4 Ocak 2025

Edebiyattan Sinemaya: #4 Bir Uyarlama Olarak Children of Men


Polisiye romanlarıyla tanınan P. D. James'in, bilimkurguya yöneldiği 1992 çıkışlı romanı İnsanlığın Çocukları, ilginç bir şekilde yazarın en önemli eseri olmayı başarmıştı. Bu başarıda şüphesiz ki, Alfonso Cuaron'un kısa sürede günümüzün klasiklerinden birine dönüşen Children of Men uyarlamasının etkisi de vardı. Edebiyattan Sinemaya yazı dizimin bu bölümünde, 2000'ler bilimkurgu sinemasına damga vuran bu özgün distopya uyarlamasını karşılaştırmalı olarak inceledim.

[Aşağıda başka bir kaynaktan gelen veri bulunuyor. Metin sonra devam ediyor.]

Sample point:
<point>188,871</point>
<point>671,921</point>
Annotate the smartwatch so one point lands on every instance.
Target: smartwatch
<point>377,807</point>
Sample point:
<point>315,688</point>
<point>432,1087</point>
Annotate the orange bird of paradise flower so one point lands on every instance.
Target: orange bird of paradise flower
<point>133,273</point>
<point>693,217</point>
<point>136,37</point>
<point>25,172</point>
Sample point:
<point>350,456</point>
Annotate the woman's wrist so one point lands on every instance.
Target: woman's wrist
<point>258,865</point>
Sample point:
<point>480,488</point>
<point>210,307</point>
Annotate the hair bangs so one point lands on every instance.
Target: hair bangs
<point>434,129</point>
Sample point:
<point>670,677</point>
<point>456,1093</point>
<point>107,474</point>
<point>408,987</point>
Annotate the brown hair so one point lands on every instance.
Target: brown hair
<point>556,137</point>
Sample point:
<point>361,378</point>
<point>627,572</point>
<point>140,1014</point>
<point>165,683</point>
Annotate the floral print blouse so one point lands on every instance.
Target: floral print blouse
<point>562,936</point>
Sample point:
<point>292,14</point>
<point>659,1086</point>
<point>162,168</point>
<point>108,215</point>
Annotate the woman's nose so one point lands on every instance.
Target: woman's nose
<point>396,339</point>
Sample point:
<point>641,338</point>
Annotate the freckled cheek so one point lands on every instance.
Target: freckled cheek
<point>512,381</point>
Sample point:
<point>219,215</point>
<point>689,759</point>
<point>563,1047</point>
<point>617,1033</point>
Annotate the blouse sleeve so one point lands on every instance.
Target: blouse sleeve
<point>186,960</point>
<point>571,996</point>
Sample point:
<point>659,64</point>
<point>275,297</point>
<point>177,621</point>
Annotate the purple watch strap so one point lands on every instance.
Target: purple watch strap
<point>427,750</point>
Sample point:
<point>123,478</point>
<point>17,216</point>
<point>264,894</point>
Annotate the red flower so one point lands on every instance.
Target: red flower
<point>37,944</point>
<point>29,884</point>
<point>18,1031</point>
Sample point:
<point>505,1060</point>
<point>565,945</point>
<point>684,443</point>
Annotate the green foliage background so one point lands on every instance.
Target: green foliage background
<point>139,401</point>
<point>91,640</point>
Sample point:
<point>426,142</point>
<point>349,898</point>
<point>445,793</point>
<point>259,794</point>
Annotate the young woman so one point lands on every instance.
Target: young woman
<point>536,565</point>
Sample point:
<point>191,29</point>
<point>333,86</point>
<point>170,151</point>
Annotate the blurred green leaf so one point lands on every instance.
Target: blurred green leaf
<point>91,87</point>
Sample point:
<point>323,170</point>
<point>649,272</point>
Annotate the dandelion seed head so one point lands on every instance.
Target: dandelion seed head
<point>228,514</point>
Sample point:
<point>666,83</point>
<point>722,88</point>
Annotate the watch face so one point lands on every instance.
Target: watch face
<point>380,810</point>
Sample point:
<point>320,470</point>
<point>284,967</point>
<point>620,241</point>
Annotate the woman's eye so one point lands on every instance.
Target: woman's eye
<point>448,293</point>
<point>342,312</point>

Romanın ve filmin distopik dünyasına bakış

P. D. James, kitabını Omega ve Alfa olmak üzere iki ana bölüme ayırmış. 1995'te son doğan nesile Omegalar deniyor. 25 yıl sonra ilk bebeğin doğacağı yılı ise Afa olarak adlandırıyor yazar. Romanda kısırlığın toplumda nasıl bir umutsuzluk ve kaos yarattığını öğreniyor, ölüm kültlerine ve iyiden iyiye artan yaşlı intiharlarına tanık oluyoruz. Yaşlılar intihara meylederken, gençler vahşileşiyor. Devlet destekli porno dükkanları ve zorunlu sperm testleri, toplumda pek hoş karşılanmayan uygulamalar olarak görülüyor. İngiltere Muhafızı olarak adlandırılan Başkan Xan Lyppiatt'ın baskıcı yönetimi ise halkın güvenini tamamen kaybetmesine neden olmuş. Filme gelirsek, Cuaron'un hikayeye daha sert girdiğini söylememiz gerekiyor. Sokaklardaki patlamalar bunun en bariz örneği. Romandaki isyancı grup daha mütevazıydı ve bombalama eylemlerine pek girişmiyordu. Cuaron, 2027'nin Londra'sını oldukça kirli ve kasvetli resmetmiş. Yaşlı intiharları veya az önce bahsettiğim diğer uygulamaları filmde göremiyoruz. Curaon, bunun yerine hikayenin merkezine hükümetin göçmen ve mülteci politikalarını yerleştirmiş. Filmin bütününü etkileyen bu tercihlerin sebepleri üzerinde durmamız gerekiyor. Öncelikle bu bir yakın gelecek bilimkurgusu ve Cuaron'un kafasında gerçekçi bir bilimkurgu çekme düşüncesi var. Gerçekçi bilimkurgunun dünyasını oluşturabilmek için de bugünün dünyasında halihazırda yaşanmakta olan toplumsal bir sorunu odağına almak istemiş. Diğer yandan kitapta da gördüğümüz otoriter yönetimin karşısına anarşist grupları koymanın, politik açıdan yetersiz kalacağını düşünmüş olabilir. Daha fazla kaos istemiş Cuaron, başkanın rolünü minimize ederken, askerler ve çatışmalar öne çıkarılmış. Cuaron'un dünyasında dünya ve toplumlar birer birer çöküyor. İnsanlık paranoya ve korkudan başka bir şey bilmeyen bir canlı türüne dönüşmeye başlıyor. Romanın en güçlü yönü incelikle ördüğü distopik dünyası ve o dünyaya ilişkin tespitleri. Bütün bu kaosu daha iyi anlatan; "İnsan geçmişini bilmeden yaşarsa küçülür, bir gelecek ümidi olmadan da canavara dönüşür." gibi üzerinde durulası cümleleri var.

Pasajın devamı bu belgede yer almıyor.